Há uma ambivalência na definição de "consumo": um sentido negativo de esgotamento (do latim consumere) dos bens materiais e recursos ambientais, e outro, positivo, de consumação (em inglês, consommation), adição ou realização, criação de sentido. Esses dois lados do consumo andam juntos.
"Nas duas últimas décadas, as ciências sociais passaram a tratar os processos de reprodução social e construção de identidades quase como 'sinônimos' de consumo" (p. 23).
"Atualmente, o uso, a fruição, a ressignificação de bens e serviços, que sempre corresponderam a experiencias culturais percebidas como ontologicamente distintas, foram agrupadas sob o rótulo de 'consumo' e interpretadas por esse ângulo.

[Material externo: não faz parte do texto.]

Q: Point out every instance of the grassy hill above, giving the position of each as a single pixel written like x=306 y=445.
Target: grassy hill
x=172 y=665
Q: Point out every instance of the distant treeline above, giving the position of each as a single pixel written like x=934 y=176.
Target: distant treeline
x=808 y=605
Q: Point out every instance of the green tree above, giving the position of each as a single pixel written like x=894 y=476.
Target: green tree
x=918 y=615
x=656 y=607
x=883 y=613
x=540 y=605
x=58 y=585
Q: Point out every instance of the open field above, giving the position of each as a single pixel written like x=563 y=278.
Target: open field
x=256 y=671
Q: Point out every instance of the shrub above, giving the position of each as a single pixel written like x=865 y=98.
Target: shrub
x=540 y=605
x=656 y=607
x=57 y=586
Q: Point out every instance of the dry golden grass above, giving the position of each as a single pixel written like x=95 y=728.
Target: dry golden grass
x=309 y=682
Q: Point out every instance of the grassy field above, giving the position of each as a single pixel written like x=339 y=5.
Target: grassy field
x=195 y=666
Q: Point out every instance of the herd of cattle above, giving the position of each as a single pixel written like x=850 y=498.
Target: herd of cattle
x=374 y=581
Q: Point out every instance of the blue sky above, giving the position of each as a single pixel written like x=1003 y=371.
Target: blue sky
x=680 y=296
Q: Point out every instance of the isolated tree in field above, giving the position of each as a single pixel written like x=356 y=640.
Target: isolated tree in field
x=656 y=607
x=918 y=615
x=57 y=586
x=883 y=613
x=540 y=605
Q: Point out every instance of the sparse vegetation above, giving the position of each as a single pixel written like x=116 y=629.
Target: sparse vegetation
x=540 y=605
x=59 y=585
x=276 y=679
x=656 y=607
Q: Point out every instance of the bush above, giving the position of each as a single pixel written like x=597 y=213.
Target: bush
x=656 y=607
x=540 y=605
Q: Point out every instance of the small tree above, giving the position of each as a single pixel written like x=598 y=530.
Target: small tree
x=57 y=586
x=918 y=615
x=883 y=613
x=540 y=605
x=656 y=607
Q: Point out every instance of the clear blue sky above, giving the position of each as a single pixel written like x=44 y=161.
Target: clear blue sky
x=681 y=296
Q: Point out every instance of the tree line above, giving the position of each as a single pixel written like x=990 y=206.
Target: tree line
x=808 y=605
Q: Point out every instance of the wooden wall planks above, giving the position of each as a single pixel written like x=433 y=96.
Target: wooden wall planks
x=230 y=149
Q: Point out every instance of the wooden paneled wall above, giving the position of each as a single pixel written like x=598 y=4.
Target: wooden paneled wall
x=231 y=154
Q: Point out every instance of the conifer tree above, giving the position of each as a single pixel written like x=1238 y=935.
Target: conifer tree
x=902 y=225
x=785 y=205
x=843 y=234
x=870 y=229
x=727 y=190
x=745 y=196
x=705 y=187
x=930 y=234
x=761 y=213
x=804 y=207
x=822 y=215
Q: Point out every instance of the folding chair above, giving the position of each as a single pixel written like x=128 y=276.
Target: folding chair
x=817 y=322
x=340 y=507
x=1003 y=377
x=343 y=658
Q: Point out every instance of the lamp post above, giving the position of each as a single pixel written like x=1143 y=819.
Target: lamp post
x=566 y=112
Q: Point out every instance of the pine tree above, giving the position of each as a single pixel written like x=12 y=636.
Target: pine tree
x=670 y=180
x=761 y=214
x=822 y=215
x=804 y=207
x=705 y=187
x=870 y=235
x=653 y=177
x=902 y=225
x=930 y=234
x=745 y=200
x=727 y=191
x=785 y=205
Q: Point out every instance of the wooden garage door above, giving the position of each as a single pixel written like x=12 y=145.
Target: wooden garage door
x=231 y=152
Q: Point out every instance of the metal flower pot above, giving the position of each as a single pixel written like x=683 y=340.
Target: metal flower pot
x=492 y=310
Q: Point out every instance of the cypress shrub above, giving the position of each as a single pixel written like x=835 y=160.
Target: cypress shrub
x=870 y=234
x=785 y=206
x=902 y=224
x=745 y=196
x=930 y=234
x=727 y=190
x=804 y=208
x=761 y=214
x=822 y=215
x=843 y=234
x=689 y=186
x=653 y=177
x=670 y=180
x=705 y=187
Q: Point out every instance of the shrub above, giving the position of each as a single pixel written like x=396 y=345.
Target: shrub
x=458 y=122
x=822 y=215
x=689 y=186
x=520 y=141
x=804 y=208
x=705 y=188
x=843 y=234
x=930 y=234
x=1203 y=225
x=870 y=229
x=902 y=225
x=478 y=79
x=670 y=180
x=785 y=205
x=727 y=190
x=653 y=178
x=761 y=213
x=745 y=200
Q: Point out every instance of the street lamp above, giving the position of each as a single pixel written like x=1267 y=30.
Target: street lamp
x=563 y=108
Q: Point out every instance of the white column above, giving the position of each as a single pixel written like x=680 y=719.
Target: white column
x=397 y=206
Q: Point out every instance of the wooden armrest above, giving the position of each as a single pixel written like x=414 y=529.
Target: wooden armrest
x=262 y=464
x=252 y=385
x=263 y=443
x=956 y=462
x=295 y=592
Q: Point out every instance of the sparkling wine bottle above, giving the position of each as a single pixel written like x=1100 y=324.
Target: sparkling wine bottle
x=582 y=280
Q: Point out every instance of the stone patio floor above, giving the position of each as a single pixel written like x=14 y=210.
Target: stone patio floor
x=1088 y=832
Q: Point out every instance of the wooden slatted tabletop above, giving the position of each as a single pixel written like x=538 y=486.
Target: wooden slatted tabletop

Assim, ao 'customizarmos' uma roupa, ao adotarmos determinado tipo de dieta alimentar, ao ouvirmos determinado tipo de música, podemos estar tanto 'consumindo', no sentido de uma experiência, quando 'construindo', por meio de produtos, uma determinada identidade, ou ainda nos 'autodescobrindo' ou 'resistindo' ao avanço do consumismo em nossas vidas, como sugerem os teóricos dos estudos culturais" (p. 23)
O consumo tem designado quase todos os mecanismos e processos sociais em que estamos envolvidos. Ao estendermos o significado de consumo, estamos utilizando-o para classificar dimensões da nossa vida social a partir de uma nova perspectiva. Mas a importância atribuída ao consumo deve ser vista com cautela, pois continuam sendo importantes na demarcação de fronteiras entre grupos e na construção de identidades, como a cidadania, filiação religiosa, tradição e desempenho individual. A produção e o trabalho continuam desempenhando papel tão ou mais importante que o consumo.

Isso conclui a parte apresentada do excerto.